Quant aux filles ? Sandy dévore le corps élancé d’Éric de ses yeux de biche tandis que Léa, elle discute tranquillement avec Vince. Ainsi nos amis s’allient les uns aux autres, leur attention plus ou moins posée sur nous. Et j’avoue que de les voir tous ensemble fait naître une chaleur que j’avais presque effacée au fond de mon cœur. J’ai l’impression que de les examiner, de les analyser un après l’autre est naturel, comme une évidence. Un coup du destin qui nous hurle à Ash et moi que nos routes devaient se croiser, dans le passé comme aujourd’hui.
— Stella ?
— Crève-cœur ? rétorqué-je à l’entente de mon surnom.
— On ouvre la porte ?
Je hoche la tête pour acquiescer. Souris et sens mes joues rougir d’une excitation enfantine. De ce plaisir coupable de découvrir ce qui se cache sous la case numéro un. De son index, Ashley appuie sur les pointillés qui craquent sous la pression. Puis, il glisse son ongle sur le bord du carton détaché et tire dessus pour nous laisser tout le loisir de fixer notre premier chocolat. Je penche la tête, tente d’en comprendre le motif quand Ash le dégage de sa cachette.
— Merde ! crache Ash en retournant la gourmandise vers nous.

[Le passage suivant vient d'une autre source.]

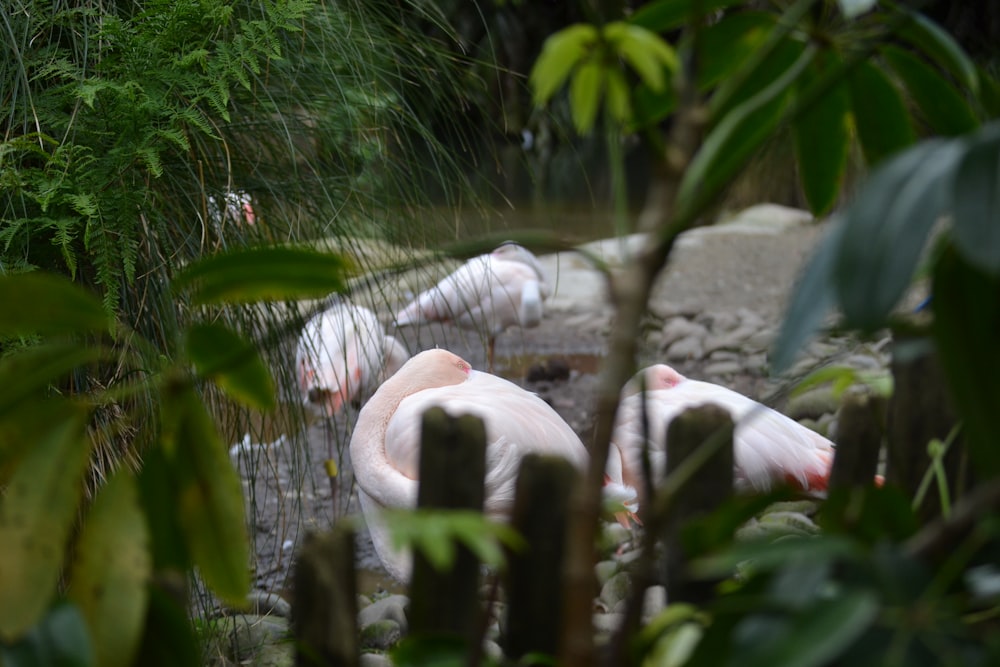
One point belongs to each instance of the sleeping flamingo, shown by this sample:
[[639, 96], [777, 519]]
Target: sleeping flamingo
[[769, 448], [342, 355], [385, 446], [489, 293]]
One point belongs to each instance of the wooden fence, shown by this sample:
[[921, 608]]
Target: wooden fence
[[447, 604]]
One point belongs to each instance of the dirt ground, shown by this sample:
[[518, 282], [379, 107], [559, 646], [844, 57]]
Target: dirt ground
[[751, 262]]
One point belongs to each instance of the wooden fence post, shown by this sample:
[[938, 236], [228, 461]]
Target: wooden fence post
[[325, 608], [452, 470], [920, 411], [535, 575], [707, 487], [859, 439]]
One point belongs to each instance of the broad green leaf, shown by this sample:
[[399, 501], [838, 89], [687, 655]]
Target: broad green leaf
[[816, 635], [560, 54], [111, 569], [232, 362], [37, 511], [168, 640], [617, 98], [966, 326], [734, 140], [821, 136], [25, 375], [645, 51], [770, 555], [941, 104], [880, 115], [263, 274], [753, 78], [209, 495], [976, 200], [938, 45], [44, 303], [60, 639], [585, 93], [663, 16], [725, 46], [886, 229]]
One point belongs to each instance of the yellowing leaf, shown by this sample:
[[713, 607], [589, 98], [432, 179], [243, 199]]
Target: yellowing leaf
[[232, 362], [209, 496], [585, 93], [111, 571], [37, 511]]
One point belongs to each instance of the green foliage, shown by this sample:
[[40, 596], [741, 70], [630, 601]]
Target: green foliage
[[435, 533], [183, 510]]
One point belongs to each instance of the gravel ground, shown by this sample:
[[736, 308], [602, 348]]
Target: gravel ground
[[719, 278]]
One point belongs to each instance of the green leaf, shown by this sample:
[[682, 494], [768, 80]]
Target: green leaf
[[111, 569], [617, 99], [734, 140], [643, 50], [25, 375], [880, 115], [821, 136], [561, 52], [232, 362], [966, 326], [585, 93], [976, 200], [816, 635], [938, 45], [43, 303], [942, 105], [209, 495], [726, 45], [663, 16], [886, 229], [769, 555], [60, 639], [37, 512], [263, 274]]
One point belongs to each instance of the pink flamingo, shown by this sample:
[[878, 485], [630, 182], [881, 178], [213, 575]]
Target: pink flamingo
[[489, 293], [769, 448], [342, 355], [385, 445]]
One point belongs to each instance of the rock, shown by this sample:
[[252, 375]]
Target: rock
[[685, 349], [381, 635], [677, 328], [812, 403], [391, 608], [374, 660]]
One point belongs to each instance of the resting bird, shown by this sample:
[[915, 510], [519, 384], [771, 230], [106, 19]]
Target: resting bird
[[489, 293], [385, 446], [343, 354], [769, 448], [236, 208]]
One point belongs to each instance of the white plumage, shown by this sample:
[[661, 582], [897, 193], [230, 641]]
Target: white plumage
[[769, 448], [488, 293], [385, 445], [343, 354]]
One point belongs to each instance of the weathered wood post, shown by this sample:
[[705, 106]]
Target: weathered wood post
[[920, 411], [859, 439], [535, 575], [700, 455], [325, 609], [452, 470]]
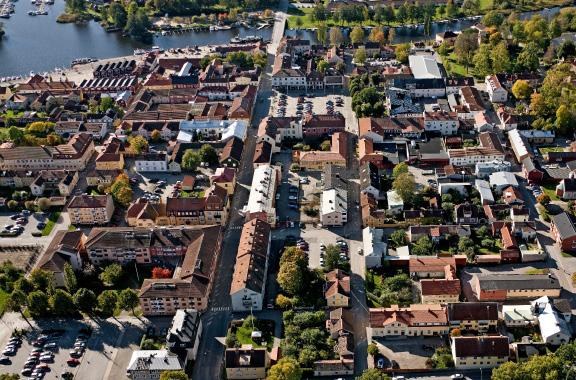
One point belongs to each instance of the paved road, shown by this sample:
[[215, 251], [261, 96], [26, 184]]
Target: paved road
[[219, 314]]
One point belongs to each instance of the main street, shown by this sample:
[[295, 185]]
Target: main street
[[215, 320]]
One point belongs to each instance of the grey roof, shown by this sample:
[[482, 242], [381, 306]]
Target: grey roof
[[564, 223], [511, 281]]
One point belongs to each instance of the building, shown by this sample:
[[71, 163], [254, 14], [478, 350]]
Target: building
[[553, 327], [67, 247], [334, 207], [149, 364], [249, 278], [563, 229], [337, 289], [473, 352], [246, 362], [501, 287], [496, 91], [261, 201], [91, 209], [474, 316], [73, 155], [183, 337], [416, 320]]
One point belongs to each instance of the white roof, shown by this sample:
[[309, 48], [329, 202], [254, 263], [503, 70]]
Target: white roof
[[334, 200], [424, 67], [262, 195], [394, 199], [153, 360], [373, 242], [500, 179]]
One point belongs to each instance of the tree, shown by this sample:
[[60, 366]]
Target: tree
[[37, 302], [191, 160], [138, 144], [173, 375], [360, 56], [336, 37], [373, 349], [111, 274], [357, 35], [70, 281], [85, 300], [373, 374], [400, 168], [405, 186], [465, 46], [61, 303], [107, 301], [285, 369], [208, 154], [521, 89], [422, 247], [398, 238], [128, 300], [402, 52]]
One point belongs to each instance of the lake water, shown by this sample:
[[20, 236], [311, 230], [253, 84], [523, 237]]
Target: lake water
[[39, 43]]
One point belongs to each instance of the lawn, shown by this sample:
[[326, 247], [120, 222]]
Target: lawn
[[51, 223], [550, 189]]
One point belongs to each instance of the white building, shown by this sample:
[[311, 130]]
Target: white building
[[262, 194], [496, 91], [212, 130], [374, 247], [553, 328], [151, 162], [395, 202], [334, 207], [446, 123], [149, 364]]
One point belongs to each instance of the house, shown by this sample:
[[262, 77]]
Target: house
[[91, 209], [183, 338], [374, 247], [510, 286], [337, 289], [251, 268], [473, 352], [149, 364], [415, 320], [566, 189], [475, 316], [67, 247], [334, 207], [563, 229], [223, 177], [553, 327], [518, 316], [261, 201], [496, 91], [246, 362]]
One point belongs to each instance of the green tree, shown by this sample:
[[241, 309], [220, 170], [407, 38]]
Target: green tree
[[373, 374], [107, 301], [405, 186], [70, 281], [357, 35], [191, 160], [521, 89], [61, 303], [37, 302], [173, 375], [111, 274], [285, 369], [128, 300], [85, 300]]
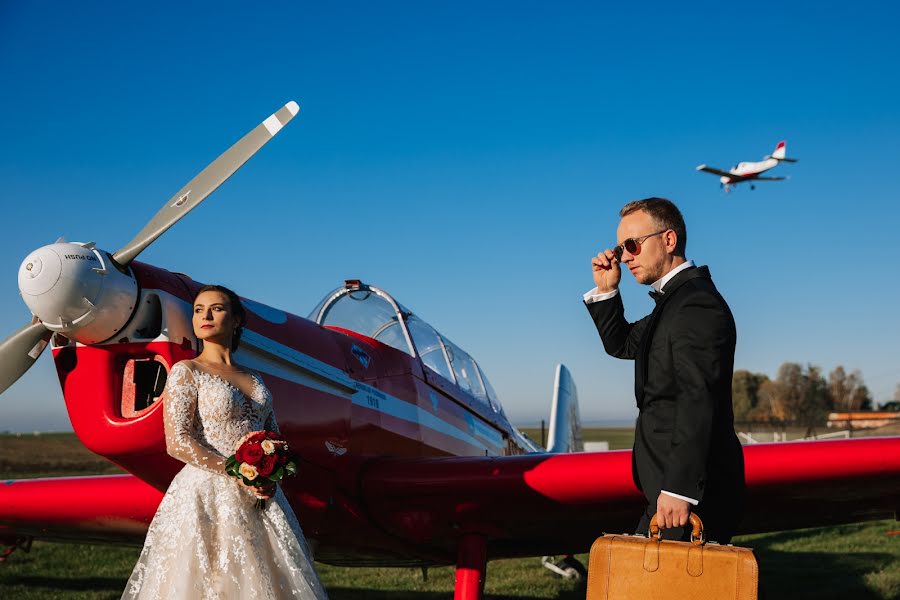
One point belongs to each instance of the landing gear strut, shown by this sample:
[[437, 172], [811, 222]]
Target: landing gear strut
[[471, 565], [568, 567]]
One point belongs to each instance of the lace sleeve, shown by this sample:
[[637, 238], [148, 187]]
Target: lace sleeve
[[271, 423], [180, 413]]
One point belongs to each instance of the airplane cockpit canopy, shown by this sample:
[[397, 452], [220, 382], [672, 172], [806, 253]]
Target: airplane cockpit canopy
[[372, 312]]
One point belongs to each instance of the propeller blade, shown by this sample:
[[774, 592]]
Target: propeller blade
[[206, 182], [19, 351]]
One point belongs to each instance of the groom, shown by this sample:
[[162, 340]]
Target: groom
[[686, 455]]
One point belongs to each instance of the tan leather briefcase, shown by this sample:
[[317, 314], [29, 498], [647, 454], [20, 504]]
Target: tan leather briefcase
[[626, 567]]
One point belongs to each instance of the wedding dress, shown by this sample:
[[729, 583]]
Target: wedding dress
[[208, 540]]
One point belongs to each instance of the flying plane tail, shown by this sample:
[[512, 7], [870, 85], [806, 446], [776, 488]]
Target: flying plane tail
[[565, 422], [780, 153], [780, 149]]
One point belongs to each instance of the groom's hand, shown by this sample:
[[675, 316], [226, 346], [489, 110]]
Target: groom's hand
[[671, 511], [607, 272]]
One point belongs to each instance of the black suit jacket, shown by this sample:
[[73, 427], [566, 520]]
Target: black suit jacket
[[683, 356]]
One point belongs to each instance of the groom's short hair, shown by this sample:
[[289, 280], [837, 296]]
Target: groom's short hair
[[665, 214]]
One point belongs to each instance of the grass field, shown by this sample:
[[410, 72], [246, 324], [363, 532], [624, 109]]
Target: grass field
[[847, 562]]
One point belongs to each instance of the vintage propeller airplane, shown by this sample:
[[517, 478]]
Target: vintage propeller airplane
[[409, 458], [751, 172]]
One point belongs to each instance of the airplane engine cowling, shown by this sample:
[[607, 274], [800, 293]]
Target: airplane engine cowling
[[77, 290]]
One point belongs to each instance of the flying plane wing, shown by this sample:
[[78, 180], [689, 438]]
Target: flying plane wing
[[720, 172], [526, 505]]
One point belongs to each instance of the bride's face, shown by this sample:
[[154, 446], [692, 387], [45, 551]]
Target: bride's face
[[213, 319]]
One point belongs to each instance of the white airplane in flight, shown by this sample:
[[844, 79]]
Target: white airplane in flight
[[751, 172]]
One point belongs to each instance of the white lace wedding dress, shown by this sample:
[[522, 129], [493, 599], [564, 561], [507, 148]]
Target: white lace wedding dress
[[208, 540]]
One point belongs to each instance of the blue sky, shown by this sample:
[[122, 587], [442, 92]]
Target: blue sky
[[470, 158]]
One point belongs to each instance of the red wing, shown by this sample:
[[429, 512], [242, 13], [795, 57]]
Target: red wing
[[542, 504], [109, 508]]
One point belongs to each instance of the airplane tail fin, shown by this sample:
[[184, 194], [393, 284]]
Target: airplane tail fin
[[779, 153], [565, 422], [780, 149]]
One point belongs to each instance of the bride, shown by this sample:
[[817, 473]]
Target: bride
[[208, 539]]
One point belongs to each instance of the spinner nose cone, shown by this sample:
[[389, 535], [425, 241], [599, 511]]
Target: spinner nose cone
[[39, 272]]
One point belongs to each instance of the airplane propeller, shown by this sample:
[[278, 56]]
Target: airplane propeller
[[64, 296]]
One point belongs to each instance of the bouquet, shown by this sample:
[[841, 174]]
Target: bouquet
[[261, 459]]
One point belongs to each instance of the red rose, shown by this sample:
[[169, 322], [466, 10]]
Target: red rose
[[266, 465], [249, 453], [257, 437]]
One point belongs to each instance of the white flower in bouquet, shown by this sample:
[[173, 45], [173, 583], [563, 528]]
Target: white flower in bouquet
[[248, 471]]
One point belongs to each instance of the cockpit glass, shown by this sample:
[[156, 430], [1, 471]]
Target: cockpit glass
[[369, 314], [428, 345], [466, 371]]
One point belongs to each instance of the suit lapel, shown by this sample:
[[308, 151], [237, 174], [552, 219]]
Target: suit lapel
[[668, 292]]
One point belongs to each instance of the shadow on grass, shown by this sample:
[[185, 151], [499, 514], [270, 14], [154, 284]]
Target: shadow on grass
[[341, 593], [60, 585], [797, 575]]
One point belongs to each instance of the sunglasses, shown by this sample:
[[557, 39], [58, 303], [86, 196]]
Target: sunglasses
[[633, 245]]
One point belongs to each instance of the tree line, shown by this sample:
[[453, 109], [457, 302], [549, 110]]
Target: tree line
[[800, 394]]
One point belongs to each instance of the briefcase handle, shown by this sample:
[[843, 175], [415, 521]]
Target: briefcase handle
[[696, 534]]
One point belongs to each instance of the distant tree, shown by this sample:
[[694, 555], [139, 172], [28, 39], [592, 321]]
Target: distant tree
[[770, 404], [814, 405], [837, 388], [848, 392], [861, 399], [786, 405], [745, 393]]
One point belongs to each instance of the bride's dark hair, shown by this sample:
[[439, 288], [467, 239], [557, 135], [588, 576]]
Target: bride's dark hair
[[237, 311]]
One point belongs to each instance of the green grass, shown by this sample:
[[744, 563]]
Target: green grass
[[846, 562]]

Un sapin miniature ? Vraiment ? Le destin se joue de nous, et je ne peux pas retenir plus longtemps un gloussement. Attirant ainsi son regard d’émeraude sur moi. Au moment où il se plante dans le mien, ma respiration se coupe. Putain, il est canon ! Magnifique même avec cette lueur de malice que je retrouve sans en connaître l’origine. Serait-ce mon rire qui illumine son visage ? Ou est-ce un effet de l’éclairage ?
Je n’ai pas de réponse à ma question, et n’en n’aurais surement jamais. D’autant plus qu’alors que je m’apprête à ouvrir la bouche, le corps du barman s’incruste dans le paysage périphérique de notre table. Ash, tout comme moi, lâche un grognement de frustration. Le temps d’un instant, nous avions oublié le lieu dans lequel nous nous trouvons. D’ailleurs, Joe affiche un air désolé avant de poser devant nous, deux verres à cocktail.
Un cadeau d’Éric et Eliott. Notre boisson ! Je vais en attraper un pour assommer l’autre ! Mais alors que je sens mes sourcils se froncer sous la colère qui naît de leur blague, Ash me surprend en haussant les épaules. Vaincu par les bêtises de nos amis. Décidément ce soir, il me mène à la baguette, faisant passer mes émotions de la joie à la colère en une seconde et vice versa.
Sauf qu’alors que je baisse les armes pour me détendre et profiter de quelques gorgées de ma vodka Sunrise pour faire redescendre la pression, Ashley ouvre les lèvres et s’apprête à jeter le chocolat dans sa bouche. Quoi ? Non ! Qu’est-ce qu’il croit ? Hors de question ! Mon verre claque sur la table comme le verre de shot avant lui, et mon corps pivote vers Crève-cœur. Ma main s’élance vers la sienne et j’arrête son mouvement juste à temps.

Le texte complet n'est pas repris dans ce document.